The variation in frequency in the responses P_ref and P_pt1 represent the combined effect of the microphones, sound source and calibration cavity. The peaks in the responses P_ref and P_pt1 are the resonance frequencies of the cavity. Since the sensitivity of the reference microphone can be considered frequency-independent, the computation of H_ref∕pt1 removes all sources of frequency-dependence except for that of the probe tube. If the reference microphone and the probe tube microphone were not in close proximity so that the sound pressures at these two microphones were different, the resonance peaks of P_ref and P_pt1 would not align in frequency.

Figure 2b shows P_ep, P_pt2 and H_ep∕pt2 for the second set of measurements for the six ER-10C microphones. Again the peaks in the responses P_ep and P_pt2 are due to the resonances of the cavity, and computation of the transfer function H_ep∕pt2 has removed these peaks.

The transfer functions from the first measurement H_ref∕pt1 and the second measurement H_ep∕pt2 are used to compute the transfer function of the emission probe relative to the reference microphone H_ep∕ref using Eq. 3. This transfer function is multiplied by the sensitivity of the reference microphone (0.1 V∕Pa) to obtain the MSF. The mean MSF (solid line) and its mean ± SD (dashed line) for the ER-10C microphones are shown in Fig. 2c. The mean MSF for the ER-10C probes is nearly flat up to 10 kHz, except for a small peak at 2.4 kHz and another peak at 9.5 kHz. There is a dip of about 18 dB between 10 and 17.5 kHz. The gain of the emission probe near 19 kHz is typically as much as 30 dB lower than the nominal sensitivity at 1 kHz.

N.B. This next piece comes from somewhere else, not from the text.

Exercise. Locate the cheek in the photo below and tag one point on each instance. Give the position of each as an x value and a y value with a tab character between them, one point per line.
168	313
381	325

The variability in repeated measurements for the individual probes is very low; the mean SD is less than 0.7 dB in all the measurements. The maximum value of the SD for the all the measurements is in the range 0.7 dB to 5.6 dB, and typically occurs close to 20 kHz. As expected there is more variability across emission probes. However, this variability is still very low; mean SD is less than 1.2 dB, and maximum SD, occurring close to 20 kHz, is 4 dB.

Results for the calibration of the two ER-10B+ emission probes are presented in the right column of Fig. 2. Figure 2d shows mean and mean±SD of P_ref, P_pt1 and H_ref∕pt1 for the first set of measurements, and Fig. 2e shows P_ep, P_pt2 and H_ep∕pt2 for the second set of measurements. As with the ER-10C, computation of the transfer function has removed the resonance peaks due to the tube. The mean and mean ± SD for MSF for the ER-10B+ computed using the transfer functions H_ref∕pt1 and H_ep∕pt2 and the sensitivity of the reference microphone (0.1 V∕Pa) are shown in Fig. 2f. The mean MSF of the ER-10B+ is flat up to 11.5 kHz, where it has a small peak. There is a dip of about 18 dB between 12 and 18 kHz. The gain of the emission probe near 19 kHz is typically as much as 30 dB lower than the nominal sensitivity at 1 kHz.

As with the measurements for the ER-10C, the variability in the measurements for the individual ER-10B+ units is very low; the mean SD is less than 0.6 dB in all the measurements. The maximum value of the SD for all of the measurements is in the range 1 dB to 11 dB, and typically occurred close to 20 kHz. Again as expected there is more variability across emission probes. However, this variability is again still very low; mean SD for the group of units is less than 1 dB and maximum SD is 10 dB, also occurring close to 20 kHz.

Discussion and Conclusion

The low variability observed in the measurements across each set of OAE probes (see Fig. 2) demonstrates excellent repeatability of the calibration procedure.

Without calibration, the large dips of about 18 dB observed in the microphone sensitivity function of both the ER-10C and ER-10B+ (see Fig. 2) would make OAE measurements acquired with these microphones appear 18 dB lower than they actually are. This could lead to erroneous interpretations of measured data and to comparable errors for in-the-ear calibration.1

The calibration procedure produces a microphone sensitivity function that can be used in OAE acquisition hardware or software to correct the frequency response above 10 kHz, ensuring accurate measurement of acoustic signals. In addition to extending the usable frequency range of the emission probe to higher frequencies, calibrating can be used to verify that the emission probe is operating correctly.